Kuala lumpur: The FTSE Bursa Malaysia KLCI (FBM KLCI) futures contract on Bursa Malaysia Derivatives is poised for an upward trend next week, reflecting movements in the underlying cash market. Rakuten Trade Sdn Bhd vice-president of equity research Thong Pak Leng highlighted that the FBM KLCI has been in an oversold state, which might encourage investors to capitalize on weaknesses and enhance valuations. "We anticipate the benchmark index to trend within the 1,600-1,630 range for next week," he informed Bernama.
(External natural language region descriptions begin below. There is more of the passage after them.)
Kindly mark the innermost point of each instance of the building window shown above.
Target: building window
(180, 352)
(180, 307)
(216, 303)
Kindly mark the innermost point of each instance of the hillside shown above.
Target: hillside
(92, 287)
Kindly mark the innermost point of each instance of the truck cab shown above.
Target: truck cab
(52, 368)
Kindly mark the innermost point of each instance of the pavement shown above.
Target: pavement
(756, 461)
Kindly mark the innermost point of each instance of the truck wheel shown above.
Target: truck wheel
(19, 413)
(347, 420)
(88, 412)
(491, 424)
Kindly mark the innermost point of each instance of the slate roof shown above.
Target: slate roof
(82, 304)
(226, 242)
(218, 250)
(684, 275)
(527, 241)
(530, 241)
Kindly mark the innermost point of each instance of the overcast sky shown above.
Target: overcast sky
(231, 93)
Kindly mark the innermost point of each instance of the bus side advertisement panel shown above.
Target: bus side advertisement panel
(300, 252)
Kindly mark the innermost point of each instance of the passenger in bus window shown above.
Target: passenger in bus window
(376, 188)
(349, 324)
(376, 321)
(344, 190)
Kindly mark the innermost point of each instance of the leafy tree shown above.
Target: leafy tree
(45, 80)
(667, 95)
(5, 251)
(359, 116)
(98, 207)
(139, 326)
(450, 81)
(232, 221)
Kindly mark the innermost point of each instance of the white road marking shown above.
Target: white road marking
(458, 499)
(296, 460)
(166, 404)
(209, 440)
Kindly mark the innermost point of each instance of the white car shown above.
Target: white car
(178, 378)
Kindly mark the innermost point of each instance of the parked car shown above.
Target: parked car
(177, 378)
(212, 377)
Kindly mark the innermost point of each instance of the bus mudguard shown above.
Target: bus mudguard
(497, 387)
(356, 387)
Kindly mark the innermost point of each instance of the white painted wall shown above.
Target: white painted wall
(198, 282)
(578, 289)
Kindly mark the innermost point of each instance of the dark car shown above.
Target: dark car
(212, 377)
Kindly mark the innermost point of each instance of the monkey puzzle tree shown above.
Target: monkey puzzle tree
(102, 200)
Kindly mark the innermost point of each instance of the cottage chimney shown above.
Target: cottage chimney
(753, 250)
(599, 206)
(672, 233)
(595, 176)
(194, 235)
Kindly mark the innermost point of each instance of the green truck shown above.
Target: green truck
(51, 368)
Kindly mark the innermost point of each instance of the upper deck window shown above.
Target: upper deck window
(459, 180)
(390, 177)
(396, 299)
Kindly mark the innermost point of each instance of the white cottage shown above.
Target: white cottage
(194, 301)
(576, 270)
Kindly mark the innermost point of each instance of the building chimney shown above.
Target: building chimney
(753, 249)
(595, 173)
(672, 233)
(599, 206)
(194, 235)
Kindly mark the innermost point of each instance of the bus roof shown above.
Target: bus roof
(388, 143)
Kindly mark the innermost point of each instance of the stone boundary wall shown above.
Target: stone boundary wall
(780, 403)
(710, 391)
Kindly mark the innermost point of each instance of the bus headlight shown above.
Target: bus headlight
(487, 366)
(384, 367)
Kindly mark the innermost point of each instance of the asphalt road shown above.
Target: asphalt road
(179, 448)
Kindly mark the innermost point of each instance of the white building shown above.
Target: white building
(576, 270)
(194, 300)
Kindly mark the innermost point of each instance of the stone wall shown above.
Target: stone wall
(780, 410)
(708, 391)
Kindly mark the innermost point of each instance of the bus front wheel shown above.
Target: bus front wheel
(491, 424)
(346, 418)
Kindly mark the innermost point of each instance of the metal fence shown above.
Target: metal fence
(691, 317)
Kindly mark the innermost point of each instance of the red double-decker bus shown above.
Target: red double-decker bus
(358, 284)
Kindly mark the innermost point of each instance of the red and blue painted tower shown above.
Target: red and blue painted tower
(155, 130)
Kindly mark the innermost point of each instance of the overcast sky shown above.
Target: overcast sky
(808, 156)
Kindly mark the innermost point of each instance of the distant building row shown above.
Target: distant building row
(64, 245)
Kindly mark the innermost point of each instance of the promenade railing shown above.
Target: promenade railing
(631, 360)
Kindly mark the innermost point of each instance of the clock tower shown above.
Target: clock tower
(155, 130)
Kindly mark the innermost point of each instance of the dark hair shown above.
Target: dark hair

According to BERNAMA News Agency, trading on Bursa Malaysia's derivatives market faced a halt on Friday due to a Globex system outage. The disruption was attributed to a cooling issue at CyrusOne data centers in the United States. Globex serves as the Chicago Mercantile Exchange (CME) Group's platform for international derivatives trading.
In comparison to last week's Friday, the November 2025 contract saw a decline of 4.5 points to 1,619.0 during this week's Thursday session. The December 2025 contract dropped five points to 1,618.5, the March 2026 contract decreased by 6.5 points to 1,600.0, and the June 2026 contract fell by four points to 1,607.0.
The week's turnover increased significantly to 184,536 lots from the previous 32,615 lots, while open interest expanded to 75,903 contracts from the previous 45,643 contracts. In the cash market, on a Friday-to-Friday basis, the FBM KLCI decreased by 13.10 points to 1,604.47, compared to last week's 1,617.57.